The alleles for the ABO gene located on chromosome 9q34 encode three glycosyltransferases to form the antigenic structures of the ABO blood groups. Blood group antigens are present on key receptors, which differ according to the cancer type, and control cell proliferation, resistance to apoptosis and adhesion, such as receptors for integrins, cadherins, epidermal growth factor and CD44 [74]. Furthermore, blood group antigens could influence two markers of inflammation–soluble intercellular adhesion molecule-1 (ICAM-1) and tumour necrosis factor-α (TNF-α) in plasma [93, 94]. ICAM-1 contributes to inflammatory responses within the blood vessel wall by augmenting atherosclerotic plaque formation and increasing endothelial cell activation. TNF-α can stimulate cell proliferation and differentiation under certain conditions. Some reports indicate that ICAM-1 and TNF-α are related to melanoma [95, 96]. The influence of ABO antigens on plasma markers of inflammation (sICAM1, TNF-α and E-selectin) suggests a possible link between chronic inflammatory states and cancer, and raising the possibility that blood group antigens may alter the systemic inflammatory response [93, 94].

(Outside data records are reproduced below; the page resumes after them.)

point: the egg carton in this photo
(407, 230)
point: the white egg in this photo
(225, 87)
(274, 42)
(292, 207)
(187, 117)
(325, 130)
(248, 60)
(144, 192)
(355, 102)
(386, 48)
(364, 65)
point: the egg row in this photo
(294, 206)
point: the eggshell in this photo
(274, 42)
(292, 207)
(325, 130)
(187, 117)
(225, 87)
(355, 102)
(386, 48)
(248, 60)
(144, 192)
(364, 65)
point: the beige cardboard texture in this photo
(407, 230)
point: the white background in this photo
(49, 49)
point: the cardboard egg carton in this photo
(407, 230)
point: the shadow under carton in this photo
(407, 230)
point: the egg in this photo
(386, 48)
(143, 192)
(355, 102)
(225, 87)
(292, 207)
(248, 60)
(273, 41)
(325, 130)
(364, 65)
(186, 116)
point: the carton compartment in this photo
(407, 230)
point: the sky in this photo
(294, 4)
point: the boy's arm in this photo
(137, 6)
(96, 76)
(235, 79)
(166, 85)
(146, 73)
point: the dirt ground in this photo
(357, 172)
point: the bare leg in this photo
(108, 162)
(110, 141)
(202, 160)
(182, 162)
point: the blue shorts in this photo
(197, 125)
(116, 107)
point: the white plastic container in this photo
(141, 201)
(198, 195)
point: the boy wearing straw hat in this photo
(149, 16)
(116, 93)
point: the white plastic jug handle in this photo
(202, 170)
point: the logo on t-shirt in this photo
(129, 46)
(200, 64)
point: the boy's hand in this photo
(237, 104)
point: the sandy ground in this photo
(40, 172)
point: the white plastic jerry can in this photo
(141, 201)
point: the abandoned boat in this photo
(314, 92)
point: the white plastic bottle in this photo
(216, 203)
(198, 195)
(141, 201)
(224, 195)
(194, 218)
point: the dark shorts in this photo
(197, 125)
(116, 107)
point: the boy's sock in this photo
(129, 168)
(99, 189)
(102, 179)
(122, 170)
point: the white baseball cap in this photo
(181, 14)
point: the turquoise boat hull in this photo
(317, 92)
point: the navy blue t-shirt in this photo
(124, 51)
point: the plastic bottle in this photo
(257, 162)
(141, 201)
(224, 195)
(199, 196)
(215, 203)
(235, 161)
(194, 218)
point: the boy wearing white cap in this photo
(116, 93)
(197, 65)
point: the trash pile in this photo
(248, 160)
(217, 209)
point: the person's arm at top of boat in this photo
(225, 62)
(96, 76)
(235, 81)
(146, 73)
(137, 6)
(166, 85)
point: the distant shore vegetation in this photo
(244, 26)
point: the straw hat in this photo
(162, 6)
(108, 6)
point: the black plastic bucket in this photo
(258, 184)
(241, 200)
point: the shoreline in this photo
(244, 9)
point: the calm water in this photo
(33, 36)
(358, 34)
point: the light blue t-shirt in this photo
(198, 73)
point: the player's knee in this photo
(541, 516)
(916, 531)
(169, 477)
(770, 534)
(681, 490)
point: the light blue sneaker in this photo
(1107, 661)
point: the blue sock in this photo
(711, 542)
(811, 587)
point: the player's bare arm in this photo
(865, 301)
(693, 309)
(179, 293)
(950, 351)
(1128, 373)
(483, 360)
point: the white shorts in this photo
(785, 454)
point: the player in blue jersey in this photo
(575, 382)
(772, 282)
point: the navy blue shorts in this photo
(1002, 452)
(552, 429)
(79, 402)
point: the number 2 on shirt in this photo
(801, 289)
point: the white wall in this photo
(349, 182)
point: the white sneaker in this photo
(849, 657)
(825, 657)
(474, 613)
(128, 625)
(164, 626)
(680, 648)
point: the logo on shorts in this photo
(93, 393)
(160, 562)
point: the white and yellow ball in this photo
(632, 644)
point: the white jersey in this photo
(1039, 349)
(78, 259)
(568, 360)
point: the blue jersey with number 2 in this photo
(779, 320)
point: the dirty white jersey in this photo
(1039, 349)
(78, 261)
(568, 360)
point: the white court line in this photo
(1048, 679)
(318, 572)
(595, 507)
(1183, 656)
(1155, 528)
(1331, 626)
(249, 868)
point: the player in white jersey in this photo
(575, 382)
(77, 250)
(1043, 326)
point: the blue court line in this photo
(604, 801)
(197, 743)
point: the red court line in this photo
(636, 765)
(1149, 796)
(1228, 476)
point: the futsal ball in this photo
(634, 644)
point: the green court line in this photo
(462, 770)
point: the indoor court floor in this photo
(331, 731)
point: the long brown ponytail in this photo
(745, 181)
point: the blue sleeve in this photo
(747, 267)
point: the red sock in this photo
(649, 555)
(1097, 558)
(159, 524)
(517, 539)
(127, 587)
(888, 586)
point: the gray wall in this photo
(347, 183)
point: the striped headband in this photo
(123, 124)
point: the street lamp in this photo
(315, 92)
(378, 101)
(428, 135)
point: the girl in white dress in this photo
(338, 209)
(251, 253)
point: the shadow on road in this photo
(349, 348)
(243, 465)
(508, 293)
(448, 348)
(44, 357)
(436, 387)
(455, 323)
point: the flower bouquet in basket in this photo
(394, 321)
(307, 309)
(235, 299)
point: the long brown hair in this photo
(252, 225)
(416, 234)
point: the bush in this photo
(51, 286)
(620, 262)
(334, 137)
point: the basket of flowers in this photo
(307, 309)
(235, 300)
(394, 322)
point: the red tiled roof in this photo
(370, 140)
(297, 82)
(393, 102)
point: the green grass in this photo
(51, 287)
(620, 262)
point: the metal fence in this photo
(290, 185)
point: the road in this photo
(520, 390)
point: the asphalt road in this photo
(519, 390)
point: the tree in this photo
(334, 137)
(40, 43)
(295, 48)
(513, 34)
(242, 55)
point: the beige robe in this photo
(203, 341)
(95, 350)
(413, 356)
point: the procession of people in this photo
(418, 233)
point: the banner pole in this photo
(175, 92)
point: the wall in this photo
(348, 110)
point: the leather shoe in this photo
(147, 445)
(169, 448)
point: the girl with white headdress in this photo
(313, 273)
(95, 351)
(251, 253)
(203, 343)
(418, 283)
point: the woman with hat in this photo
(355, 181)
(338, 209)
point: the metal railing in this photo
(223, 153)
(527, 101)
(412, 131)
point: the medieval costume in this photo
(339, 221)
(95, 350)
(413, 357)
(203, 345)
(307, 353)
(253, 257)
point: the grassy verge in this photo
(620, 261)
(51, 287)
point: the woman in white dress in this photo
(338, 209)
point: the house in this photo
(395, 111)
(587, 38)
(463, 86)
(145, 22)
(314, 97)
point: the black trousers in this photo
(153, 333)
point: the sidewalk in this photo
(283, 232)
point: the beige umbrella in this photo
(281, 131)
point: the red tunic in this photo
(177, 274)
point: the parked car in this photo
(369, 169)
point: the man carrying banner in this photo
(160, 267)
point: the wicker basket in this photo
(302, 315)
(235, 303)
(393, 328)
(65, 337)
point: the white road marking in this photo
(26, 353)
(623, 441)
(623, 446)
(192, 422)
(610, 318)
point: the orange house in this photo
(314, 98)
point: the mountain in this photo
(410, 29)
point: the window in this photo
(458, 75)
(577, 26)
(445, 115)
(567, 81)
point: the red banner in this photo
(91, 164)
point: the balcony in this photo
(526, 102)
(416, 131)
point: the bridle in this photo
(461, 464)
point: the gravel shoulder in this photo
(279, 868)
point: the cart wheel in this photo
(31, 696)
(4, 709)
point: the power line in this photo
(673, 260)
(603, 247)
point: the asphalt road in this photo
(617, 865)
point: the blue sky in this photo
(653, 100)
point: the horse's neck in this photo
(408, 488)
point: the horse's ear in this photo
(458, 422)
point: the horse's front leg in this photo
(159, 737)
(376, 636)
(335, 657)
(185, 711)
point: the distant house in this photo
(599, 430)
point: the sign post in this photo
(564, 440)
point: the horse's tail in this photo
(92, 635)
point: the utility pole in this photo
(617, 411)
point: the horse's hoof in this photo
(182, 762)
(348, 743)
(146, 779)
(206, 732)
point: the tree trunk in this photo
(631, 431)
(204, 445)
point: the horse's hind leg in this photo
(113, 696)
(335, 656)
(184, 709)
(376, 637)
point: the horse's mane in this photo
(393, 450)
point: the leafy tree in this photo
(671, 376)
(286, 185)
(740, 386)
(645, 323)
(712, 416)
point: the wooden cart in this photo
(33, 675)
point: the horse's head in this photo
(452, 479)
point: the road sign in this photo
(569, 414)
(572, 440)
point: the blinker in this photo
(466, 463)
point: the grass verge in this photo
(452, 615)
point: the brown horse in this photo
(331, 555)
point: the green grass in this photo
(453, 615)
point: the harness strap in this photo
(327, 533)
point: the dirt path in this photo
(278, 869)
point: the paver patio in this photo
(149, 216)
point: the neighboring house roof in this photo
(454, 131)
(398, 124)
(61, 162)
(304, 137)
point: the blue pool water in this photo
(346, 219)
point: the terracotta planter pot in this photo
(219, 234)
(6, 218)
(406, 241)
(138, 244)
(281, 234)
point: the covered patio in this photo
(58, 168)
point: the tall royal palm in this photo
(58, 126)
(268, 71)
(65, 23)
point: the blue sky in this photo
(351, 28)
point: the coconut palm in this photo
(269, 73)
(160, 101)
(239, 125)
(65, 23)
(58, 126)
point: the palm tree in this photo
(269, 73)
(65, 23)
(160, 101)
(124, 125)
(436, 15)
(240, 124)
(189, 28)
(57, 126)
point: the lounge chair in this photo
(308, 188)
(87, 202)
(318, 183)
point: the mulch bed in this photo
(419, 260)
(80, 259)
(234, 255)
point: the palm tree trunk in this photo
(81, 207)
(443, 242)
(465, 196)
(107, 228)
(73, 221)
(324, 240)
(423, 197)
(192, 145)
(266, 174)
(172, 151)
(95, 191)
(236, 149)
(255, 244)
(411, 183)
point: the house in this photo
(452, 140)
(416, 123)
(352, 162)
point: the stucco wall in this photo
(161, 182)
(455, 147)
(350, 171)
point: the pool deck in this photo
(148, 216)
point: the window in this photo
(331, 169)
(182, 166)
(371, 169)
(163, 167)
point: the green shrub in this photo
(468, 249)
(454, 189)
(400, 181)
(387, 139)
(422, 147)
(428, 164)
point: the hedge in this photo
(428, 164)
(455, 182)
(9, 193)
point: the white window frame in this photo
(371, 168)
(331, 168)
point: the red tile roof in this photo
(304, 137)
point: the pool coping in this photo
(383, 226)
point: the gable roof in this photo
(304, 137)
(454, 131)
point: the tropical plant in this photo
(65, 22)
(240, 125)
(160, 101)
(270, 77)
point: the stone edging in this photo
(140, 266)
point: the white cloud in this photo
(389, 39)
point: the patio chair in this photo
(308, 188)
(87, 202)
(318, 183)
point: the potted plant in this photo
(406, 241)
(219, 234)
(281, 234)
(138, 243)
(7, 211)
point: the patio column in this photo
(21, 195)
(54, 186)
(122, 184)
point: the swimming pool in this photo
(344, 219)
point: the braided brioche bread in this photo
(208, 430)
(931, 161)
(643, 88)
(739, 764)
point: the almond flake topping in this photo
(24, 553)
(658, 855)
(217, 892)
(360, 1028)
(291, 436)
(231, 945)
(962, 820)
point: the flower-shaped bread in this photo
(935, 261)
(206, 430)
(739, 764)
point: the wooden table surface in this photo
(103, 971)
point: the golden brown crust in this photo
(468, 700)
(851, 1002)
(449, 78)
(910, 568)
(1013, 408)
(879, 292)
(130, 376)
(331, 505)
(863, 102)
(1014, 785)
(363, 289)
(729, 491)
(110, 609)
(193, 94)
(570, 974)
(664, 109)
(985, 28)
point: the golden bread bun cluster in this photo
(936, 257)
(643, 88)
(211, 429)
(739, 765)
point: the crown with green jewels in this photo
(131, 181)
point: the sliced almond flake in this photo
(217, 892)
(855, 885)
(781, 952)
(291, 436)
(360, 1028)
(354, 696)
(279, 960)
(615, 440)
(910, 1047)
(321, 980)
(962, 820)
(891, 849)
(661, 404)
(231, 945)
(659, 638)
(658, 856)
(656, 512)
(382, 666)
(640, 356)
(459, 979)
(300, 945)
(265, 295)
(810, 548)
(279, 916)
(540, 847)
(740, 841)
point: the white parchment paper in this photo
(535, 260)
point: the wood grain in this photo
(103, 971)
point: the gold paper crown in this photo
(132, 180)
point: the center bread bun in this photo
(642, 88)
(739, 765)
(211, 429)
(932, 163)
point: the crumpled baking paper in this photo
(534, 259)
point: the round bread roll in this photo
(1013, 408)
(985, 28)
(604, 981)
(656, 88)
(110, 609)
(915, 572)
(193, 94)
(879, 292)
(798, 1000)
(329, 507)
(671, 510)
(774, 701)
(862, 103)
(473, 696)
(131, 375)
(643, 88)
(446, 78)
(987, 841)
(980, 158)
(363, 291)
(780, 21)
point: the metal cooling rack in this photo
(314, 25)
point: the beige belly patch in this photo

Despite the multitude of studies attempting to correlate ABO phenotype with cancer risk, the link between expression of histoblood group antigens and tumourigenesis was unclear for most tumour types evaluated. The associations do not explain how antigen expression may alter tumour susceptibility neither. Thus, functional studies to determine whether ABO antigens have a function and if so, how that function may contribute to tumourigenesis is clearly needed.
Declaration of conflicting interests
The author(s) declare that they have no financial interest and personal relationships with other people or organizations that could in appropriately influence (bias) their work.
Funding
The author(s) received no financial support for the research, authorship and/or publication of this article.